Дронго молчал. Долго молчал. Горчилин взглянул на Вейдеманиса, но тот тоже молчал, ожидая, когда заговорит его друг.



– Почему вы считаете, что Саламбек решил мстить вам таким образом? – уточнил Дронго. – Ведь он знал, что вы спасли ему жизнь. На Кавказе свои строгие законы чести. Чеченец не станет убивать человека, который спас ему жизнь. Или тем более мстить за какие-то там камни. Ведь вы об этом тоже подумали?

– Конечно, подумал. Ведь алмазы у него пропали. Может, он тогда решил, что их стащил кто-то из нас? Может, он просто обиделся, оскорбился? Вы же сами говорите, что у них свои законы чести. Может, он решил таким образом покарать воров, которые не оставили ему шансов на нормальную жизнь? Вы же помните, как трудно было тогда, во время распада Советского Союза, особенно в Чечне.

– Везде было трудно, – напомнил Дронго. – Президента Таджикистана тогда повесили на памятнике Ленину в центре Душанбе, но об этом демократическая российская печать не писала. А бывшего руководителя Афганистана сдал его собственный министр иностранных дел, когда Наджибулла пытался вылететь в Индию. Ему пришлось вернуться из аэропорта в Кабул и ждать, пока появится другая возможность улететь. И вошедшие через несколько месяцев в Кабул талибы просто растерзали несчастного, повесив его труп на центральной площади. Не только вам было трудно.

– Вот видите, – оживился Горчилин, – я как раз об этом и говорю. Люди менялись, если даже министр иностранных дел сдал своего президента. Что можно требовать от остальных…

– Предателем нельзя стать случайно, – возразил Дронго, – как нельзя неожиданно стать подлецом. Это должно вызревать у вас в душе, подготавливаться всем предыдущим опытом жизни. Как и героический поступок, на который вдруг может решиться спокойный и тихий человек.

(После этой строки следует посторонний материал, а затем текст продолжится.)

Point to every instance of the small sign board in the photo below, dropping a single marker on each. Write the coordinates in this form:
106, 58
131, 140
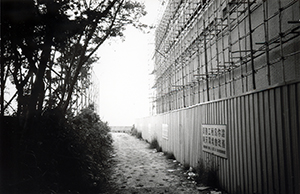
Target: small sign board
214, 139
165, 131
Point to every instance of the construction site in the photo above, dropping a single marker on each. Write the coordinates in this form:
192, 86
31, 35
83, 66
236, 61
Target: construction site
230, 66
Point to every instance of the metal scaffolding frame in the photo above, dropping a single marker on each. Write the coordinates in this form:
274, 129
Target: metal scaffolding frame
207, 50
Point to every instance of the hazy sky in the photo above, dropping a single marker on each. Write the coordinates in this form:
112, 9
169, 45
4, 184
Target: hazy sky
123, 73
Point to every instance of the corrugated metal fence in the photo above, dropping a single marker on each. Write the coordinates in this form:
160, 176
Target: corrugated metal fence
262, 138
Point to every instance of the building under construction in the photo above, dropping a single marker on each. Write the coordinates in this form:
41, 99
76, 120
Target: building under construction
230, 66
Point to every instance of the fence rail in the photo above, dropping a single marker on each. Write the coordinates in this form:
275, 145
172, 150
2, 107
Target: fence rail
263, 138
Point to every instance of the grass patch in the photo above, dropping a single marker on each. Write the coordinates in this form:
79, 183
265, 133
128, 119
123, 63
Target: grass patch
155, 145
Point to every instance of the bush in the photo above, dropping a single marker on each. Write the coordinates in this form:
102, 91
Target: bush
169, 155
59, 155
155, 145
136, 133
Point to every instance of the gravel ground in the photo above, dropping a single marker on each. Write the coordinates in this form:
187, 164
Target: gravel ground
138, 169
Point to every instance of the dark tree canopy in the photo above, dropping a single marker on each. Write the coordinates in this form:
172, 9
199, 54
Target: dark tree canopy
48, 46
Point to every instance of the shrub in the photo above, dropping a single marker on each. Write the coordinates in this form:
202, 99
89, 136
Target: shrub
59, 155
136, 133
155, 145
169, 155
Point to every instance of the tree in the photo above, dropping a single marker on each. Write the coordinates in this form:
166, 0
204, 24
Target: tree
40, 37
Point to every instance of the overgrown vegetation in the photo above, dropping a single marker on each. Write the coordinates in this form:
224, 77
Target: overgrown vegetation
136, 133
60, 156
207, 174
169, 155
155, 145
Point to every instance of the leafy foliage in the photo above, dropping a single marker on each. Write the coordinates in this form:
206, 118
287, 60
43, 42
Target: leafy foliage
60, 156
48, 52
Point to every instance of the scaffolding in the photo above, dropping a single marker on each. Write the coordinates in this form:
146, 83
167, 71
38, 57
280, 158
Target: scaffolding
212, 49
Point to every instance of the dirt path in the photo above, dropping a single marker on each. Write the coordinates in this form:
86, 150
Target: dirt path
138, 169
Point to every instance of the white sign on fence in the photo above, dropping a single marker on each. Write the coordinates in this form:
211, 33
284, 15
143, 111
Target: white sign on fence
214, 139
164, 131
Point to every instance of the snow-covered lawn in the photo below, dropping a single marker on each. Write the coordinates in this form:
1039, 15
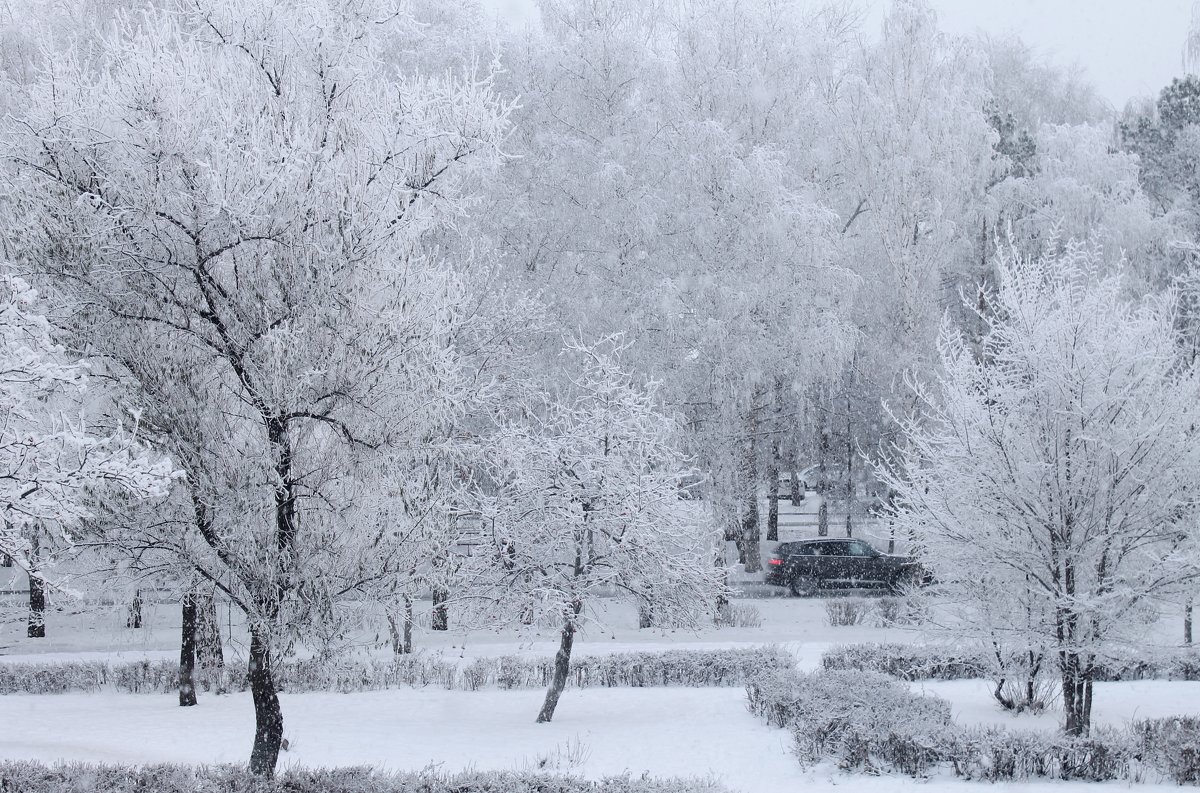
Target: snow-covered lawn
597, 732
664, 732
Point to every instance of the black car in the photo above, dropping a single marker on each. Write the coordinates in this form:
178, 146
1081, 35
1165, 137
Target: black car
809, 565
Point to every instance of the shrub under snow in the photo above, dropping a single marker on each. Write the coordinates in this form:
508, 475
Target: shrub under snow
726, 667
81, 778
863, 720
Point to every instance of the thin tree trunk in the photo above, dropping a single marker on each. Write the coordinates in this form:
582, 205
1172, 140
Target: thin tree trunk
773, 492
209, 652
645, 614
408, 625
187, 654
36, 626
135, 616
750, 532
441, 613
562, 665
850, 463
1077, 694
402, 635
268, 714
724, 612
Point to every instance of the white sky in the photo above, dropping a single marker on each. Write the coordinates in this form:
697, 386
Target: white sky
1127, 47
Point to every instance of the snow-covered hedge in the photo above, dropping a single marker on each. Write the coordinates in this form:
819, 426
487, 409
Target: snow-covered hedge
904, 661
1173, 745
934, 662
863, 720
995, 754
79, 778
724, 667
869, 721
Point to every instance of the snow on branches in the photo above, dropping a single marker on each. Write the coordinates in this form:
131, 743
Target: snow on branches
52, 462
583, 496
1053, 474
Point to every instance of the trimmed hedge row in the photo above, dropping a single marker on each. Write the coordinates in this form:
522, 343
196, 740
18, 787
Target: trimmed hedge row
863, 720
726, 667
933, 662
869, 721
81, 778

– Я с вами согласен, – кивнул Горчилин, – но люди менялись в девяностые годы сильнее и быстрее, чем в другое время. И чеченцы тоже менялись. Вспомните, что генерал Дудаев был командиром авиационной дивизии, базирующейся в Эстонии, а полковник Масхадов – начальником штаба полка. Такие звания и должности кому попало в Советской Армии не давали. Значит, оба чеченца действительно были прекрасными офицерами, что они потом и доказывали не один раз. Но они спокойно воевали против своих бывших товарищей. Разве не так?

– У них было свое понятие долга, – сказал, словно раздумывая, Дронго. – Но зачем Саламбеку сейчас, спустя столько лет, мстить своим бывшим товарищам? Только потому, что у него тогда пропали эти несколько камней? Мотив слишком неубедительный. Вы ведь его тогда спасли, вытащили из боя. А сейчас он решил вспомнить о каких-то там камнях и устроить охоту за своими бывшими товарищами? Или вы что-то недоговариваете?

– Я рассказал вам все как есть, – тяжело вздохнул Горчилин, отводя глаза, нервно тронул себя за нос и продолжал: – Если совсем откровенно, то я и сам не совсем понимаю, что именно происходит. Зачем нужно было убивать Ахмета Эльгарова, я еще смогу понять. Все-таки он полковник милиции, воевал в Чечне шесть месяцев. Об этом я тоже узнал. Но при чем тут Феликс Гордицкий? Если бы он был еще российским чиновником, то тогда можно было понять хотя бы мотивы. Или строить какие-то предположения. Чиновники – тоже представители государственной власти. Но он был белорусским чиновником. Что может связывать полковника милиции из Кабардино-Балкарии и заместителя председателя Витебского исполкома? Что, кроме общей службы в армии, где они оба были в моем отделении? И почему тогда их убили одного за другим?

– Вы уверены, что Субботин не покидал Франции, а Чиладзе – Грузии?

– Они так говорят. Но это легко проверить.

– И вы решили найти меня, чтобы отыскать убийцу?

– Да. Кроме того, что вы один из самых известных экспертов и сможете найти убийцу, вы еще и родом из Баку. А значит, сумеете отыскать и след исчезнувшего Саламбека, если это действительно был он.